For your DLP stack, a real client-side tool has a very tidy property: the outbound network profile is a static list of the domains the page loads assets from (usually just the tool's own domain and a CDN for fonts). You can allow-list those in your egress rules and get exactly zero data-exfil surface from the tool itself. Compare to a cloud formatter, where the exfil surface is "whatever the vendor's backend does next," which you cannot audit.

A three-question vendor test for any utility site

1. During normal use (paste, format, download), does the network tab show a request whose body contains user data? If yes, it is not client-side. Full stop.

2. Does the page load third-party scripts from analytics, ads, or session-replay vendors? Session-replay tools in particular (Hotjar, FullStory, LogRocket) record everything typed on the page — including whatever your engineer just pasted. A truly private tool ships with none of these.

3. Is there a Content-Security-Policy header restricting where the page can send data? A tool that ships a strict CSP is telling you, cryptographically, that even if it wanted to exfiltrate your paste it can't. This is the strongest signal a security team can get from a free tool.

What to hand your team

Rather than a policy, hand engineers a single-page internal bookmark: "For JSON, CSV, base64, hashing, PDFs, images — use these tools. They run in the browser. No paste leaves your machine." Pick tools that pass the three-question test above. Bluebird is one option, built exactly for this: 300+ utilities, all client-side, no telemetry, strict CSP, no auth required. There are others; the point is not the vendor, it is the property.

Pair the bookmark with a fifteen-minute lunch-and-learn showing the network-tab test on both a good tool and a bad tool. Engineers respect proof. Once they've seen a payload actually leave the browser on the bad tool, they don't need a policy to stop using it.
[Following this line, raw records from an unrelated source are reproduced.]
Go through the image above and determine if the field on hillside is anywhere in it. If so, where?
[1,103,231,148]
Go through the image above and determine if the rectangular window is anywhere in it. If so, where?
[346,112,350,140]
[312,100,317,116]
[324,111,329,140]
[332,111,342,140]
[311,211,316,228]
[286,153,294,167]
If you want the paperwork trail: an IT-admin allow-listing document (domains, CSP, no analytics, no telemetry) is usually enough for a DPO to sign off. If you need help drafting one for a client-side tool, our /it-admin page has a template you can adapt.

The uncomfortable truth

Most "we had a data leak" incidents in mid-sized companies are not a hacker in a hoodie. They are an engineer pasting a payload into a random site under time pressure, three years ago, and the site's database eventually leaking. You will never find that in an audit log, because you don't have one. The fix is not more training. The fix is making the safe option the fast option.